The document next lauds the opportunity for the WHO to “enhance, update and strengthen” its position as “the directing and coordinating authority on international health work.”

The WHO claims its position as a central, global authority would give “policy-makers and leaders in pandemic preparedness and response” the ability to achieve “coherence and avoiding fragmentation at both the national and global levels.”

The connection between the CCP’s Wuhan Institute of Virology, gain of function research on bat coronaviruses, and SARS-CoV-2 and Coronavirus Disease 2019 (COVID-19) as the likely source of today’s pandemic is not-so-subtly downplayed by the WHO in an additional benefit touted, which espouses the ability to reduce “the risks posed by emerging diseases of zoonotic [animal to human or human to animal] origin in the future,” and “recognizing that diseases of zoonotic origin are among the most likely sources of future pandemics.”

The WHO is also quick to note the “New Instrument” would be “legally binding on States Parties that opt to ratify it,” adding that “legally binding status offers the potential for greater sustained attention, both political and normative, to the critical issue of a pandemic preparedness and response, than a non-binding act.”

The document notes there are also risks to attempting to evolve into a global and centralized distributor of measures, unless the biggest players are on board.
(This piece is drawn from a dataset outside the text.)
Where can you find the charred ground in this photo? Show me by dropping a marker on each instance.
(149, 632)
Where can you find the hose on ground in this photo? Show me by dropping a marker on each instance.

According to a Nov. 28 Reuters article on the matter, while “Britain, along with the EU and some 70 other countries, had pushed for a legally-binding treaty,” on the other side, “The United States backed by states including Brazil and India,” all showed reluctance. 

However, the U.S. coalition’s reluctance was reported to have occurred last week, before the Omicron variant began being hyped as a major game changer in the global public health emergency.

In early Nov. 30 reporting by the Financial Times, Moderna CEO Stephane Bancel told the outlet that the current batch of gene therapy COVID vaccines was not expected to perform well against Omicron’s extensive spike protein mutations.

“I think it’s going to be a material drop. I just don’t know how much because we need to wait for the data. But all the scientists I’ve talked to…are like, ‘This is not going to be good’,” Bancel said.

The WHA Special Session is set to continue until Dec. 1.